In her first New York concert since departing Solas, Waterford-born Karan Casey sang with a force and grace that clearly point to a blossoming career as a soloist. Blessed with one of the most distinctive and spellbinding voices in Irish music today, she was in great form, mixing songs she recorded on her 1997 solo album, "Songlines," with those she recorded on three Solas albums, and adding in the provocative jazz standard "Strange Fruit."

With Armagh-born Niall Vallely, leader of the Cork-based band Nomos, on concertina and low whistle and Waterford’s Donal Clancy, son of Liam Clancy, on acoustic guitar, Casey delivered delicately shaded yet fully impassioned renditions of "She Is Like a Swallow" and Jean Ritchie’s "One, I Love." Singularly beautiful, too, was her unaccompanied version of "The Snows They Melt the Soonest," learned from Anne Briggs and Dick Gaughan.

Among Casey’s many attributes as a vocalist is her admirably defiant pluck in undertaking material of barbed political import and strong social conscience. Songs such as Woody Guthrie’s "Pastures of Plenty" and Leon Rosselson’s "The World Turned Upside Down" were both infused with the fire of her own convictions. Another refreshingly unblinkered song she sang was Ewan MacColl’s "Ballad of Accounting," highlighted by a stirring, jazz-like interlude from Vallely on concertina and Clancy on guitar.

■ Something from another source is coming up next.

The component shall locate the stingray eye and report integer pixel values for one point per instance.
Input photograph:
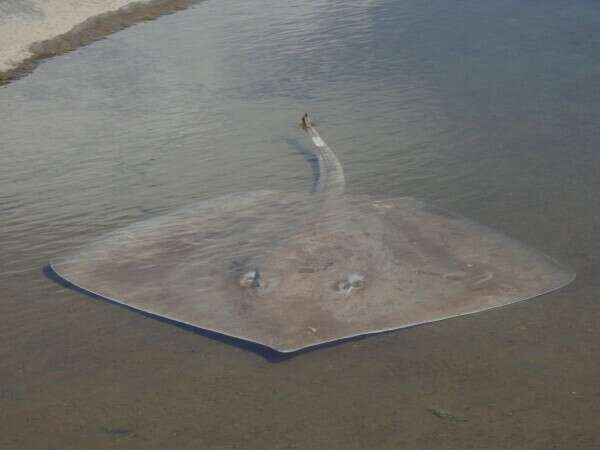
(252, 279)
(353, 282)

These two instrumentalists were not just accompanists this night. Vallely has to be put in the same category of concertina virtuosity as Clare’s famed Noel Hill. With stunning dexterity, Vallely performed the bagpipe tunes of "The High Drive/The Clumsy Lover" and his own "Emmett’s Hedgehog" jig. The enticing Continental flavor he imparted to his composition "Ludwig’s" led right into the traditional "Dogs Among the Bushes," played with densely packed ornamental touches that were breathtaking. And his take on "The Star of Munster" was concertina playing at its acme.

Sign up to The Irish Echo Newsletter

A member of the Eileen Ivers Band, Donal Clancy showed his guitar skill in a fingerpicking solo on a Breton tune. Besides his excellent playing with Vallely on tunes, he distinguished himself during the songs, responding nimbly to shifts in Casey’s vocal dynamics.

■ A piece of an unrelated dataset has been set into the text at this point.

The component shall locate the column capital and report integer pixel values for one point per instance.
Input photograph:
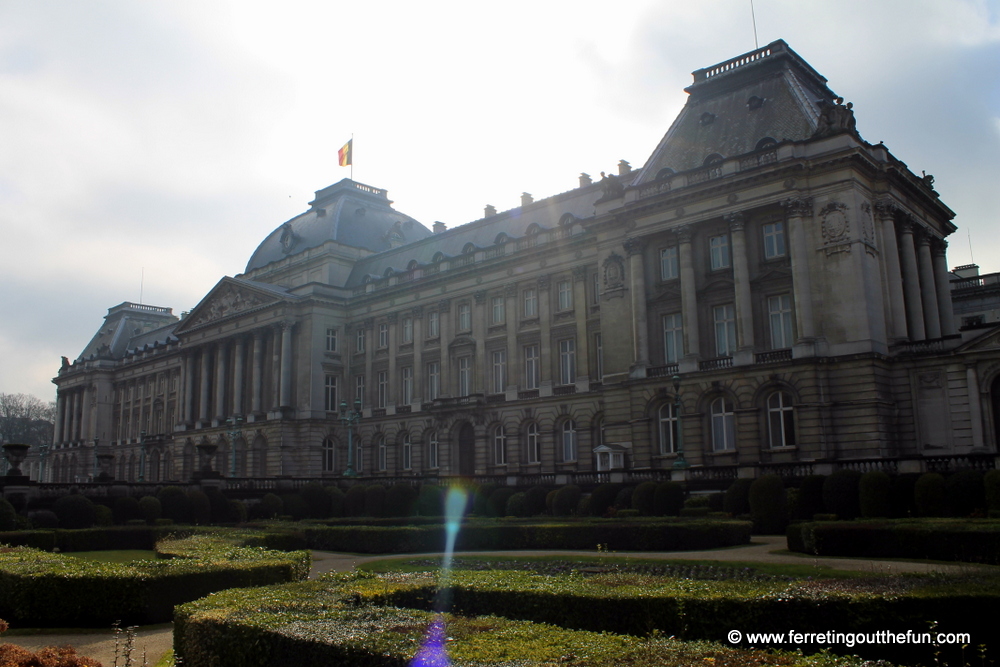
(798, 207)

In a concert replete with outstanding performances, Casey’s stark, unaccompanied solo on "Strange Fruit" stood out, hushing the audience to pin-drop silence. In 1939, Billie Holiday recorded Lewis Allan’s song, protesting the lynching of blacks in the South, for Commodore after her own label, Columbia, troubled by its graphically honest imagery ("bulging eyes," "twisted mouth," "scent of magnolia, sweet and fresh, then the sudden smell of burning flesh"), refused it.

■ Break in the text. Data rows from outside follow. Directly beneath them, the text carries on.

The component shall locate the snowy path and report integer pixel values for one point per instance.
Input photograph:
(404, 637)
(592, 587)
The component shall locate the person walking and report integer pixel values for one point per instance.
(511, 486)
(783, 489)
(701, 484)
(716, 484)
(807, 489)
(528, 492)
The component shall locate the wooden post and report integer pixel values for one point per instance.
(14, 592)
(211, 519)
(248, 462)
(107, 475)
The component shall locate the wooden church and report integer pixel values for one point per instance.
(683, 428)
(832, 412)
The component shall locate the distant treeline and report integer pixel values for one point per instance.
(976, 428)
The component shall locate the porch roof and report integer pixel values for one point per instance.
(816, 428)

Since Lady Day’s landmark recording, many fine vocalists — Josh White, Carmen McCr’ — have covered the song. Inspired by its resonance for civil rights in America and Northern Ireland, Casey sang about this "strange and bitter crop" in a way evoking that past intensity. Her limber high-to-low note singing brilliantly conveyed the anguish of this jazz classic’s subject and indicated there’s much more of her unique talent that remains to be explored. Following her on those explorations should prove fascinating.